Note that here, we assumed $\sqrt p$ is irrational. This is true only if $p$ is not the ratio of two integer perfect squares. For example, $p=4$ or $p=\frac{9}{4}$ won't work because then, $\sqrt p$ is rational and the above proof fails.
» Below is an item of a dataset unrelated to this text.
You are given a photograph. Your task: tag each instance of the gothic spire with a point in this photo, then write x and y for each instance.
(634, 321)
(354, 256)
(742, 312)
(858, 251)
This is why they made $p$ a prime number: Because prime numbers are never perfect squares, so $\sqrt p$ must be irrational.
Since $G$ is a subset of $\Bbb{R}^\times$, to prove $G$ is closed, you can use properties of $\Bbb{R}^\times$. For example, you have:
$$(a+b\sqrt p)(c+d\sqrt p)=(ac+bdp)+(bc+ad)\sqrt p$$
Now, this shows that the product is in the form $m+n\sqrt p$ for $m, n\in \Bbb{Q}$. (To be clear, $m=ac+bdp$ and $n=bc+ad$.)
Then, to show $m^2+n^2 \neq 0$, we can use the fact that, in the real numbers, both $a+b\sqrt p \neq 0$ and $c+d\sqrt p \neq 0$, so since the product of two non-zero real numbers is non-zero, $m+n\sqrt p \neq 0$. Thus, either $m\neq 0$ or $n\neq 0$, so $m^2+n^2\neq 0$. This is a pretty succinct proof that $G$ is closed.
Finally, after proving $G$ is closed under multiplication, you must prove that the inverse of any element in $G$ is also in $G$. Let $a+b\sqrt p\in G$. We can find the inverse as follows:
$$\frac{1}{a+b\sqrt p}=\frac{a-b\sqrt p}{a^2-b^2p}=\frac{a}{a^2-b^2p}-\frac{b}{a^2-b^2p}\sqrt p$$
Thus, the inverse of $a+b\sqrt p$ is also in the form of $m+n\sqrt p$ for $m, n \in \Bbb{Q}$. Furthermore, we know that the reciprocal of any non-zero real number is non-zero, meaning $m+n\sqrt p\neq 0$ and thus $m^2+n^2\neq 0$. Thus, the inverse of $a+b\sqrt p$ is also in $G$.
Therefore, $G$ is closed under multiplication and inverses, so $G$ is a subgroup of $\Bbb{R}^\times$ and thus is a group in and of itself.